Eisschnelllauf WM
Friesinger verfehlt knapp ihr zweites WM-Gold

Anni Friesinger holte im 1 000-m-Rennen bei der Einzelstrecken-WM im kanadischen Richmond den zweiten Platz und verpasste dabei ihr zweites WM-Gold nur um vier Hundertstelsekunden.

Anni Friesinger hat einen Tag nach dem geschenkten Sieg über 1 500 m bei der Einzelstrecken-WM in Richmond ihre zweite Goldmedaille um vier Hundertstelsekunden verfehlt. Die 32-Jährige musste sich über 1000m in 1:16,32 Minuten der Kanadierin Christine Nesbitt (1:16,28) geschlagen geben. Bronze holte die Niederländerin Margot Boer (1:16,44). Friesinger verpasste damit ihr insgesamt 17. WM-Gold und verteidigte auf der neuen Olympiabahn nur einen ihrer beiden Titel aus dem Vorjahr erfolgreich.

Dennoch war sie nicht enttäuscht. "Ich bin kaputt, aber sehr zufrieden. Ich kann mit Silber sehr gut leben, weil die Batterien einfach am Ende waren. Da hat sich bemerkbar gemacht, dass ich wochenlang an Krücken unterwegs war", sagte Friesinger, die im Sommer am Knie operiert worden war.

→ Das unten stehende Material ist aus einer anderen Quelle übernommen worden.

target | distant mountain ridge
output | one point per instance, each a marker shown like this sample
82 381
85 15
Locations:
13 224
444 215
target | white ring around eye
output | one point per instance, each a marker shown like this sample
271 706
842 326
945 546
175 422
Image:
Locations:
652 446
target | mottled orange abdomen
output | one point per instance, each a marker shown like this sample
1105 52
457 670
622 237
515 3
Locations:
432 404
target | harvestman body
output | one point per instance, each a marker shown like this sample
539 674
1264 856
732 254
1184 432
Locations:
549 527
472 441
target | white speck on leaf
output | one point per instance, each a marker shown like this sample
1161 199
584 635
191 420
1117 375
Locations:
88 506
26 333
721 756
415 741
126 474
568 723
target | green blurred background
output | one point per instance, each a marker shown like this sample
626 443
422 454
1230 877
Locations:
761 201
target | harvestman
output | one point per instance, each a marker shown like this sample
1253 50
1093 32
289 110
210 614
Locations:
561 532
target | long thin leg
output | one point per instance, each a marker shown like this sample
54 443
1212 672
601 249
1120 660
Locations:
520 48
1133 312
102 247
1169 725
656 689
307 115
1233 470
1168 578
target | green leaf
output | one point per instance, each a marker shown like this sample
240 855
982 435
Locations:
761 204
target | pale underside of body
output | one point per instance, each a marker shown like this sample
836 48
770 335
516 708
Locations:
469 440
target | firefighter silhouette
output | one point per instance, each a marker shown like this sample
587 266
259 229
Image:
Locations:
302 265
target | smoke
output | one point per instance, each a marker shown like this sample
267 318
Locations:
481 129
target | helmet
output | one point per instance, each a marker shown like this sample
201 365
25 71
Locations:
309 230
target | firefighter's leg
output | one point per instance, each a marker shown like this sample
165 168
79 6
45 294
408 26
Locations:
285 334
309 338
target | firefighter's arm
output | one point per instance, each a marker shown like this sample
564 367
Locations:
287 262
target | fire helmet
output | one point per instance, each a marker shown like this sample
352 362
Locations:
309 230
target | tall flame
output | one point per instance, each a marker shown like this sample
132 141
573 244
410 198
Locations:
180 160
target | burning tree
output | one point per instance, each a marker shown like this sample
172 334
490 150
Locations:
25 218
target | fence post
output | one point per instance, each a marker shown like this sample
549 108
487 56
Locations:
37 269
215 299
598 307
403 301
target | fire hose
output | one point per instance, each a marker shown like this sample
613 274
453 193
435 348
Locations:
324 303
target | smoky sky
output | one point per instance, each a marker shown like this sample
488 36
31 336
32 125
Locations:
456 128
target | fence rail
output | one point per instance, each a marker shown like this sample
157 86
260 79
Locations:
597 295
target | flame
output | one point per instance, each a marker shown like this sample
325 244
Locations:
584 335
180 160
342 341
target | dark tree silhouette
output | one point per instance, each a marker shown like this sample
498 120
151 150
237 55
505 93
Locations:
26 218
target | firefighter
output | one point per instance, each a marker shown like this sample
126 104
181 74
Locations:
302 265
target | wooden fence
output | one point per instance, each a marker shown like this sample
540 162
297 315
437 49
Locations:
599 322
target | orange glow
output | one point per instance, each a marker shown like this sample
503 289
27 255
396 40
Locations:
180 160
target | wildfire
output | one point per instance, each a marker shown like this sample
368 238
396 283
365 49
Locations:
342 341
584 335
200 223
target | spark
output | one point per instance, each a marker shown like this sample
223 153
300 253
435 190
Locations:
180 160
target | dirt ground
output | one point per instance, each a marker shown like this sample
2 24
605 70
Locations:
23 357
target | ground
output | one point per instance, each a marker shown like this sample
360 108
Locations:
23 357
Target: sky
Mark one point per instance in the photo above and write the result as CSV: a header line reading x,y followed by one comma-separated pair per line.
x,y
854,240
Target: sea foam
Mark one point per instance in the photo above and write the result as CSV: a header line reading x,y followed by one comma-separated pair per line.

Start im Teamrennen noch unsicher

Rekordsiegerin Friesinger will nun den 13. Titel bei Einzelstrecken-Weltmeisterschaften bei ihrem letzten WM-Auftritt im Teamrennen am Sonntag jagen. Eine definitive Zusage für einen Start wollte sie unmittelbar nach dem 1 000-m-Rennen aber nicht geben: "Das Knie fühlt sich nicht richtig gut an, der Doktor wird sich das mal anschauen. Danach werden wir und alle zusammensetzen und gemeinsam entscheiden, welche Besetzung für das Team am sinnvollsten ist."

Nach dem glücklichen Sieg am Freitag hatte Friesinger mehr denn je auf "normales" Gold über 1000m gehofft. "Dieser Titel sollte eigentlich etwas Besonderes sein, doch ich kann mich nicht so richtig über ihn freuen", hatte Friesinger nach der kuriosen 1 500-m-Entscheidung gesagt.

Sie gab gerade der ARD ein Interview, als Moderatorin Franziska Schenk auf die Anzeigetafel deutete. Dort stand plötzlich nicht mehr die Kanadierin Kristina Groves, sondern Friesinger auf Platz eins. Die neue Siegerin schaute zunächst verdutzt und zeigte keine Gefühlsregung, nachdem sie realisiert hatte, dass sie nun Weltmeisterin ist. Groves, die fast eine Sekunde schneller gelaufen war als Friesinger, hatte eingangs einer Außenkurve die Begrenzung ihrer Laufbahn um wenige Zentimeter überschritten und war einer neuen Regel zufolge disqualifiziert worden.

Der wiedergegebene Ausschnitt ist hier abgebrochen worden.